But because God is always faithful to His promises, He will not forget Israel completely. He first gives the people a king according to their own desires – Saul, a tall and handsome man – but an ungodly king. In time, God replaces Saul with David, a man after God’s own heart. 1 & 2 Samuel could be called, “A Tale of Two Kings.” We see the stark contrast between the first type of king, Saul, esteemed in the eyes of men, and the second, David, the anointed of the Lord.
1 Samuel (Conclusion) Even though the Lord had commanded Israel not to associate with those who summon spirits (Deuteronomy 18:11), Saul seeks the words of Samuel’s dead spirit. God mysteriously allows this and Samuel predicts that Saul and his sons will join him in death the very next day.
As anticipated, the Philistines overwhelm Saul and the first king of Israel meets his end.
2 Samuel The first six chapters of 2 Samuel describe the transition between the houses of Saul and David. These crescendo in a series of victories for David and God’s promise in 2 Samuel 7 that David’s “throne will be established forever,” a messianic promise anticipating the King of Kings to come from David’s line.
1 Kings In 1 & 2 Kings David becomes the measuring rod for what it means to be a faithful king. As Solomon begins his reign the Lord says, “If you walk in obedience to me and keep my decrees and commands as David your father did, I will give you a long life.” Sadly, this is an enormous if. In the end, keeping the decrees of the Lord would prove too difficult for Israel’s kings.
Their wickedness increases generation after generation to the point that even a prophet like Elijah is run off by King Ahab. In this story, Elijah cries out to the Lord in anguish because he believes he is the last worshiper of the true God left in Israel.
And yet, God always keeps a small group of faithful followers for Himself. The Apostle Paul calls them “a remnant chosen by grace” (Romans 11:5).
2 Kings As the decline of Israel continues, the moment of judgment finally comes as the now-divided northern and southern kingdoms are sent into exile.
The indictment of God’s people is somber: because they worshiped worthless gods they themselves became worthless (2 Kings 17:15).
Although it had its glory days with David and Solomon, even the great city of Jerusalem (of the southern kingdom of Judah), is eventually besieged and captured by Babylon in 2 Kings 25.
As we finish this book, our hearts should be longing for Jesus: the promised coming Messiah and the only truly faithful King.
Encouraging Comments from a B90 Reader
What does it mean when the Bible calls David a man after God’s own heart? This time through the Bible I thought about it again. I think that it means he understood how God works; how God thinks. What gives it away are the unusual ways he reacts in situations where people expect him to do something totally different.

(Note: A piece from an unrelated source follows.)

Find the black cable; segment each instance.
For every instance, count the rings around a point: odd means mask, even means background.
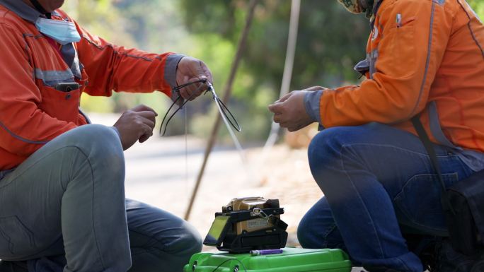
[[[160,125],[160,136],[165,136],[165,134],[166,133],[166,129],[168,128],[168,124],[171,120],[171,119],[175,116],[175,114],[186,104],[188,101],[190,101],[196,94],[198,93],[198,91],[200,90],[200,88],[204,85],[203,84],[200,84],[200,85],[195,90],[195,92],[188,97],[188,99],[185,100],[183,101],[183,102],[178,107],[175,112],[170,115],[168,119],[166,121],[166,124],[165,124],[165,120],[166,119],[166,117],[168,116],[168,114],[170,113],[170,111],[171,109],[175,106],[175,105],[178,105],[179,103],[179,100],[183,99],[182,97],[180,95],[180,90],[185,88],[190,85],[197,83],[207,83],[206,79],[200,79],[198,81],[192,81],[192,82],[189,82],[188,83],[179,85],[176,87],[174,87],[173,88],[173,90],[174,92],[176,92],[178,93],[178,97],[175,100],[175,101],[171,104],[170,107],[168,108],[168,111],[166,111],[166,113],[165,114],[165,116],[163,117],[163,120],[161,121],[161,125]],[[220,100],[220,98],[215,94],[215,92],[214,91],[213,87],[212,84],[209,83],[208,83],[208,88],[205,91],[204,94],[207,94],[208,92],[211,91],[212,92],[212,95],[213,96],[214,100],[215,100],[215,102],[217,103],[219,106],[220,108],[221,109],[222,114],[224,115],[224,117],[226,118],[226,119],[229,121],[230,124],[232,126],[232,127],[236,129],[237,131],[241,131],[242,129],[241,128],[241,126],[238,124],[238,122],[237,122],[237,119],[235,118],[232,112],[229,110],[227,106],[225,105],[225,104]],[[164,127],[164,129],[163,129]]]
[[[212,270],[212,272],[217,271],[217,270],[219,269],[220,268],[220,266],[223,266],[225,263],[226,263],[229,261],[233,261],[233,260],[236,260],[236,261],[238,261],[238,263],[241,264],[241,265],[242,265],[242,267],[243,268],[243,271],[247,272],[247,268],[246,268],[246,266],[244,266],[243,264],[242,264],[242,262],[239,259],[235,259],[235,258],[227,259],[226,260],[224,261],[221,264],[220,264],[219,265],[219,266],[216,267],[215,269]]]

He spared the life of his enemy Saul twice, he challenged Goliath and didn’t take any armor, he mourned when his child was sick and stopped when his child died, he accepted the cursing from Shimei as from God, and he was absolutely stricken with grief when the usurper to his throne was killed. Each of these incidents shows a deep understanding of what God would think in those situations.
It is through the darkest moments in Israel’s history – days of exile, disappointment and death – we are reminded of the one true King of the world – Jesus Himself. The Isaelites may not have realized it then, but He is the King they had always looked forward to!
Faithful and selfless, Jesus surrendered His life to be lifted high on the cross so that sinners who have made themselves like the worthless gods they served can draw near to God. He rose with authority over death and ascended to the right hand of the Father sending out disciples to preach Good News to the world.